David Lee was the emcee for R-AGE @ GI and at the closing of the service, he echoed what I had actually said at R-AGE @ GII – that the responsibility of evangelism doesn’t fall on the shoulders of the leaders, pastors and those who are more fervent in their faith, but on everyone who calls himself a disciple of Jesus. How could we remain unmoved if the love of Christ has already moved us? It is my earnest prayer that R-AGE would experience the Father’s love first-hand!
“Stop evangelising. Instead, start loving people in the name of Jesus”, I first heard Ps Edmund Chan say that when I traveled with him to Perth last October. He repeated that statement at the recently concluded Grace Leaders’ Retreat and it was a sobering reminder for me.
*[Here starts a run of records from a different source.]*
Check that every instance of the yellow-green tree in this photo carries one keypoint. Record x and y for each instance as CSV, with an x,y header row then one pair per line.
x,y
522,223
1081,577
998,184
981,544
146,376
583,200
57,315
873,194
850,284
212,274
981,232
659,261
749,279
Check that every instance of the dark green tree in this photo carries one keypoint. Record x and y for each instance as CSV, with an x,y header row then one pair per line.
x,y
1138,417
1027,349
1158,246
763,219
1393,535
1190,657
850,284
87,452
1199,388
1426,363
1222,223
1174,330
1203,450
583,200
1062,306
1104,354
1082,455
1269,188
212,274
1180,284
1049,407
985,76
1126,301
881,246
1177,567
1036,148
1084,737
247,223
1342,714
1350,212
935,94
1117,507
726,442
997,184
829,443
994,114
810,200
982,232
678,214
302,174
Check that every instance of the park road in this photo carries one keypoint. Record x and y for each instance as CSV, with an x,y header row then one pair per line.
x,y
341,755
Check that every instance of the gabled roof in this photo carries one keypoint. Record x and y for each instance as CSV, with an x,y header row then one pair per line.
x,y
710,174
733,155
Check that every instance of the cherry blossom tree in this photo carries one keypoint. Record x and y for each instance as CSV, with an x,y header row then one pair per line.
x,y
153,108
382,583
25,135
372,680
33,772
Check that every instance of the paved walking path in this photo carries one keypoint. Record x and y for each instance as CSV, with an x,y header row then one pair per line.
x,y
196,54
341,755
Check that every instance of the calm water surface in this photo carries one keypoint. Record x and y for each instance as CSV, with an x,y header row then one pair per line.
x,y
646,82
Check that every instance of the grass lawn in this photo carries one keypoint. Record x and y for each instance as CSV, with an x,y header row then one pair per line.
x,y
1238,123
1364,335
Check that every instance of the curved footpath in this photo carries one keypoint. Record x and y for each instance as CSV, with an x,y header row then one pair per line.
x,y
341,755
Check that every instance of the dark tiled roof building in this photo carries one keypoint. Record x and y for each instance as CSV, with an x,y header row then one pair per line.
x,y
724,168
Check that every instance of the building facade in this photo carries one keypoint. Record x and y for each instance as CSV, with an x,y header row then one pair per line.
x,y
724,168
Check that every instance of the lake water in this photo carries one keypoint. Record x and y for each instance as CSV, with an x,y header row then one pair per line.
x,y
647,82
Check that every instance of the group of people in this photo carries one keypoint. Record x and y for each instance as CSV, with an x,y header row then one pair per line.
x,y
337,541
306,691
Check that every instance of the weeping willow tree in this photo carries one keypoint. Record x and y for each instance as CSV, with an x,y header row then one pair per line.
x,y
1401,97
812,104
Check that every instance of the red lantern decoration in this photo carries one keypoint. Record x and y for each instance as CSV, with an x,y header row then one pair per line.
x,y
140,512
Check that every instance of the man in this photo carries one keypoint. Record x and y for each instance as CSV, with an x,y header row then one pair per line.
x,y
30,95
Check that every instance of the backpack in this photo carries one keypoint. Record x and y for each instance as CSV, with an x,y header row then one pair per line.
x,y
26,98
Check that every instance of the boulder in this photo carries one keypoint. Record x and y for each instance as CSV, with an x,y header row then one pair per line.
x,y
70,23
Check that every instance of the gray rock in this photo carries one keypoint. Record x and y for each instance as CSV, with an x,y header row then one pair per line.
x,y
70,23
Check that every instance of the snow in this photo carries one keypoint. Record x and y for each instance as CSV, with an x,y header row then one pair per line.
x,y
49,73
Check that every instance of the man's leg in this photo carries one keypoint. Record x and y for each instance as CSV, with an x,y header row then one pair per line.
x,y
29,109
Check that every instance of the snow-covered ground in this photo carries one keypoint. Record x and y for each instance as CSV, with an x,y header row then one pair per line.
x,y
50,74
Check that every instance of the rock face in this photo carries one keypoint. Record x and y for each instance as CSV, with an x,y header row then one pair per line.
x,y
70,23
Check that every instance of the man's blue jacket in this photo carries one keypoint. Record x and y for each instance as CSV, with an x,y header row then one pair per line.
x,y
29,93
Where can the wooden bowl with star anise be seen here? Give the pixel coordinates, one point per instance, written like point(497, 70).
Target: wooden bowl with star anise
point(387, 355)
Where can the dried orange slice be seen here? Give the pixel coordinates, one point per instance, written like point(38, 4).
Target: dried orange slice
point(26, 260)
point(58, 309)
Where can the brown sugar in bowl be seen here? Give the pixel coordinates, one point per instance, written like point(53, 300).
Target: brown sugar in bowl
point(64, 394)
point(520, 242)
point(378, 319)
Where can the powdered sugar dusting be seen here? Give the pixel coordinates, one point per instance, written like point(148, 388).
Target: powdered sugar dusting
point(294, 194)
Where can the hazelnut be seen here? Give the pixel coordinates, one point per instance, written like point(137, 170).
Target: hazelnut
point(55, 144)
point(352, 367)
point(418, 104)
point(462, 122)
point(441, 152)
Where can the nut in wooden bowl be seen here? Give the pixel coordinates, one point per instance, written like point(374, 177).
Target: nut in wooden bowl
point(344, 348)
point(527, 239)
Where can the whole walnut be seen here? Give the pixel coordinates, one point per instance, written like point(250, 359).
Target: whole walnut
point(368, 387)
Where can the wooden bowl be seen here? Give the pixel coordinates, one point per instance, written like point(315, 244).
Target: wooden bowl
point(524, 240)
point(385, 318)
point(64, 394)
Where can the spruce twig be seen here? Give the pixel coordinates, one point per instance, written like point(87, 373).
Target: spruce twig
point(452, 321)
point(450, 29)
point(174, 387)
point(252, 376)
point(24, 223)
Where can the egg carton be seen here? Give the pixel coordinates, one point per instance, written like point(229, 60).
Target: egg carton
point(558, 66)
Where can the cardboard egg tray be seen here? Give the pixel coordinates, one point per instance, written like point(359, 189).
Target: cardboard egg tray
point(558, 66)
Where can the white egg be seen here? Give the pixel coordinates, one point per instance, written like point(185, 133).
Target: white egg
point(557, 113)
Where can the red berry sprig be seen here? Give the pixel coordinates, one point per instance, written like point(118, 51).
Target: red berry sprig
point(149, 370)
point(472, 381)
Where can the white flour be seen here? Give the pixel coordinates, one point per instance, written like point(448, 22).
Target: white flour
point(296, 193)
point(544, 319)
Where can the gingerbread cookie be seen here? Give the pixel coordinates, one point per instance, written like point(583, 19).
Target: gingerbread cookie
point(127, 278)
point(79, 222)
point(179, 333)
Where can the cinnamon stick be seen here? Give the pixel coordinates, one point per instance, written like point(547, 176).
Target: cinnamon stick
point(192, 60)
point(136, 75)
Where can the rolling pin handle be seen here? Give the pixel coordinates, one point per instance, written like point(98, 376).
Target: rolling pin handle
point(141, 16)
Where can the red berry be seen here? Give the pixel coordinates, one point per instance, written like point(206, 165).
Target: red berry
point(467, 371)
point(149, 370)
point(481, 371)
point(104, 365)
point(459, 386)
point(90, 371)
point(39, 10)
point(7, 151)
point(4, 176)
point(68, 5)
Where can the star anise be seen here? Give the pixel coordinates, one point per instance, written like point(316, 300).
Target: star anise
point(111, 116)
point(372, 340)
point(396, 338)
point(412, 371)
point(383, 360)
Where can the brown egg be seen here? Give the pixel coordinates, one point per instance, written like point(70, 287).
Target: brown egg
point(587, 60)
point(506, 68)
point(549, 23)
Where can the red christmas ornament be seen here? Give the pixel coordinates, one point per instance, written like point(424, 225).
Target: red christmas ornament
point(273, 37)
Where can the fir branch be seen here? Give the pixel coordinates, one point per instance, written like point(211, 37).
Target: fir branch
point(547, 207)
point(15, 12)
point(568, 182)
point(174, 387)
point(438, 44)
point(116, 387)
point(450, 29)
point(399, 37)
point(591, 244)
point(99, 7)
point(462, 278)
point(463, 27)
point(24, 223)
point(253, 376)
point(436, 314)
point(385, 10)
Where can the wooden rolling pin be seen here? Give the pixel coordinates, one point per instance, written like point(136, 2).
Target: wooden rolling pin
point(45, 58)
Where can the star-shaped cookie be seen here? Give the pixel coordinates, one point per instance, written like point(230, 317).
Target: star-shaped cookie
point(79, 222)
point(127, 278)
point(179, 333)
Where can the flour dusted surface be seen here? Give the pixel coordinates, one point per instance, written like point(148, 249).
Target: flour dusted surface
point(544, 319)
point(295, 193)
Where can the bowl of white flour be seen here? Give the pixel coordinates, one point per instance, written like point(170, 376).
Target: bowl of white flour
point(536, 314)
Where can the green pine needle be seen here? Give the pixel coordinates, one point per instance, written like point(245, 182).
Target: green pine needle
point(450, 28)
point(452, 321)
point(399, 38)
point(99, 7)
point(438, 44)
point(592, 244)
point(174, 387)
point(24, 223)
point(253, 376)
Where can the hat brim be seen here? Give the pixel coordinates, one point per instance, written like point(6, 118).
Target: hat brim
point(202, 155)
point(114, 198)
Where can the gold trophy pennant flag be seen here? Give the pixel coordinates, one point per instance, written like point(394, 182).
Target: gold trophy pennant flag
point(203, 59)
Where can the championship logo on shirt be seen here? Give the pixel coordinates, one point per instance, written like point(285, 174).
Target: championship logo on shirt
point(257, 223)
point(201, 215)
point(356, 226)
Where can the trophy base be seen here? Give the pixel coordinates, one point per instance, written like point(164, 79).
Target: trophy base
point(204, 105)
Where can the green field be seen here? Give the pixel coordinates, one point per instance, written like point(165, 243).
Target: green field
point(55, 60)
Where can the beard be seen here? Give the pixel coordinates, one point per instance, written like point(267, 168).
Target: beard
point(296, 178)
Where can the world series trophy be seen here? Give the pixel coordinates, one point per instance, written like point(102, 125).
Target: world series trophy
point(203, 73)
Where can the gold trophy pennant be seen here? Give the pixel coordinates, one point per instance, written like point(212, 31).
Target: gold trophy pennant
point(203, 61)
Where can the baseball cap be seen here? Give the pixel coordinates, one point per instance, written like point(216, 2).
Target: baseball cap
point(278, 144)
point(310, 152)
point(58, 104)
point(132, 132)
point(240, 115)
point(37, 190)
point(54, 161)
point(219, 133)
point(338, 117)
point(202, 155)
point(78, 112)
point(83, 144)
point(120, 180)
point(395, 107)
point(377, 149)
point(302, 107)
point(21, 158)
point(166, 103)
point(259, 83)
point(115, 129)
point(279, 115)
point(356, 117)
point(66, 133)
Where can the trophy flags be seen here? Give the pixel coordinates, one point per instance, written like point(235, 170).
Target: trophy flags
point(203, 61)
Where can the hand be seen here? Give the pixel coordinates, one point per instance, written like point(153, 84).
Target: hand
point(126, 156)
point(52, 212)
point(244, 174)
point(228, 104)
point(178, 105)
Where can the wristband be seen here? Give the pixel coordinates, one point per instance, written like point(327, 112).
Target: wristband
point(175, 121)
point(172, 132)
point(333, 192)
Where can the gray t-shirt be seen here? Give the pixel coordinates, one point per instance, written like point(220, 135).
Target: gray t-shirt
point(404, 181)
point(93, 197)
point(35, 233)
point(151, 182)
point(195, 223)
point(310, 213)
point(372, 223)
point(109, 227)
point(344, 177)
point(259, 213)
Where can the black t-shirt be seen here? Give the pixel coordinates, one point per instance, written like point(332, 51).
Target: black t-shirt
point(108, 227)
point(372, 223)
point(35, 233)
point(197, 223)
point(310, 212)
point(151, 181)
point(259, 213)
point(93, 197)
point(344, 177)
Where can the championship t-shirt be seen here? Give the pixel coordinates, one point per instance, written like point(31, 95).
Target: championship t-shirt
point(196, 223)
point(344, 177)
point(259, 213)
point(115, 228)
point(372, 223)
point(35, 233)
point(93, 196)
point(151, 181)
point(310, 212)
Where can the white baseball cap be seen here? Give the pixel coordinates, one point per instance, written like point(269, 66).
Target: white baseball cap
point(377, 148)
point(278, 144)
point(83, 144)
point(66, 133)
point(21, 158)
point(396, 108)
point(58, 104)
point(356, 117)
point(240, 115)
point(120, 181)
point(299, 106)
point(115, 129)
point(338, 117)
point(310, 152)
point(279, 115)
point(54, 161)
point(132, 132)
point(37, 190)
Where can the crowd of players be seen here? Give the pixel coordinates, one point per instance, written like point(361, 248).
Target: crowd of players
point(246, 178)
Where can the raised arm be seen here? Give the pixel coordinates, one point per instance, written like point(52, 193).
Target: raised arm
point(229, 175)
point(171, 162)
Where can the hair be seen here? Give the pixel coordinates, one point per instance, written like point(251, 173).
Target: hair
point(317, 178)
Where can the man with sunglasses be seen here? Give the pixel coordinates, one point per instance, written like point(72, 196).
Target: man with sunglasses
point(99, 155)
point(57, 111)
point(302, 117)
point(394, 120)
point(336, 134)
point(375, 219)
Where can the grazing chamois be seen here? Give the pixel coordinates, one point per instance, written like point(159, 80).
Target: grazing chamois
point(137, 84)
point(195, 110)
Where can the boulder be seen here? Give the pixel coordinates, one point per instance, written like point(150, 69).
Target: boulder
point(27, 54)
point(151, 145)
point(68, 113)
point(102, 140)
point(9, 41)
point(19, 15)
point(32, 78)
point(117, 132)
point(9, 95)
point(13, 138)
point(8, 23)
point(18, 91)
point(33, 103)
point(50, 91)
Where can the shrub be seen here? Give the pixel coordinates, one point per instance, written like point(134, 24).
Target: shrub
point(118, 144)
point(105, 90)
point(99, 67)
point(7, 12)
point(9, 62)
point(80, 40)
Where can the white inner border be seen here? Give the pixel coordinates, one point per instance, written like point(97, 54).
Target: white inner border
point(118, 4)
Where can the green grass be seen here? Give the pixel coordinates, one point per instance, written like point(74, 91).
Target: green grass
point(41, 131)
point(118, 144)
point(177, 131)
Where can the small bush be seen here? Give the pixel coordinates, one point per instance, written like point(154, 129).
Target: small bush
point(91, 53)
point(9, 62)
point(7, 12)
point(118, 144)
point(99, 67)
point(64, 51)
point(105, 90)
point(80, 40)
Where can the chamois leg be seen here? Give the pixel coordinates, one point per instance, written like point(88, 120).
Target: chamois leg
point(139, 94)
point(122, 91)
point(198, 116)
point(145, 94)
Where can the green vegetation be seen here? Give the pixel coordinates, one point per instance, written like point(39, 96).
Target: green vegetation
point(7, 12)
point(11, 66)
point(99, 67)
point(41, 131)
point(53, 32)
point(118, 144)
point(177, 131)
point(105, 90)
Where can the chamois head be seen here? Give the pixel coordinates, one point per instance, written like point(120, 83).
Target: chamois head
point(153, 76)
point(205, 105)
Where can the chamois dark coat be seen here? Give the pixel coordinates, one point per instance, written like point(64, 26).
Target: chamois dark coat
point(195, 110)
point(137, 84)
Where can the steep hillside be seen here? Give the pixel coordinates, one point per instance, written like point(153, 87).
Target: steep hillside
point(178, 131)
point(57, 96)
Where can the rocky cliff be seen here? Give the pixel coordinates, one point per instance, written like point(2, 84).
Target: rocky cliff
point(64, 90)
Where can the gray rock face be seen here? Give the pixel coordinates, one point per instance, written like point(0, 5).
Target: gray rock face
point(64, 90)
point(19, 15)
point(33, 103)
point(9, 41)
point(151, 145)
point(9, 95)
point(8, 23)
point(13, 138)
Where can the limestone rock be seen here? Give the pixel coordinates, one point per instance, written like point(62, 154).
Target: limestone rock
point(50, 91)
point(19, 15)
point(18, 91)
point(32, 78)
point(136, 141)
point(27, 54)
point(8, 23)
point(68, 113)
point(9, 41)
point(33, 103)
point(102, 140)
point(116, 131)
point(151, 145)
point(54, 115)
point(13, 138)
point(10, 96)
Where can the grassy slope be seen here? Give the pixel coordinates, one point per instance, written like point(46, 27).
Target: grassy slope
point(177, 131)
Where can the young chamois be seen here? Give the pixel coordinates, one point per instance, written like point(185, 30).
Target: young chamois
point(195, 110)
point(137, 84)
I had a short SMS exchange with Gabrielle Ong this morning and I encouraged her not to give up on proclaiming the Gospel to her pre-believing friends. I told her that one of the most effective ways of demonstrating the Gospel is to find opportunities to pray for people – you “speak life” into them and they get a chance to see your faith in action. It works!
Back to the sermon… Well, I’m not sure about other preachers, but the thing I enjoy most about preparing a sermon is how much I learn and am challenged through what I read and write. I already know what God would want me to do in response to my sermon and I look forward to walking in obedience this week. It is my prayer that R-AGE would take ownership of the souls within their communities who haven’t met Jesus.
Even as I type this, my heart is moved by the compassion Jesus has for the ones who are suffering and the ones who do not yet know Him. I am thankful for the Spirit’s reminder in my life – that my occupation isn’t one of a part-time youth pastor but a full-time Gospel preacher! I must never lose sight of reconciling others to God through the Gospel!
It’s going to be an awesome week, my dear friends. Let’s raise the shield of faith on each other’s behalf, gird up our loins with the written truth, wield the power of the spoken truth and advance the Gospel for the King! What a privilege to shepherd R-AGE – I am thankful for this season of my life. God is good.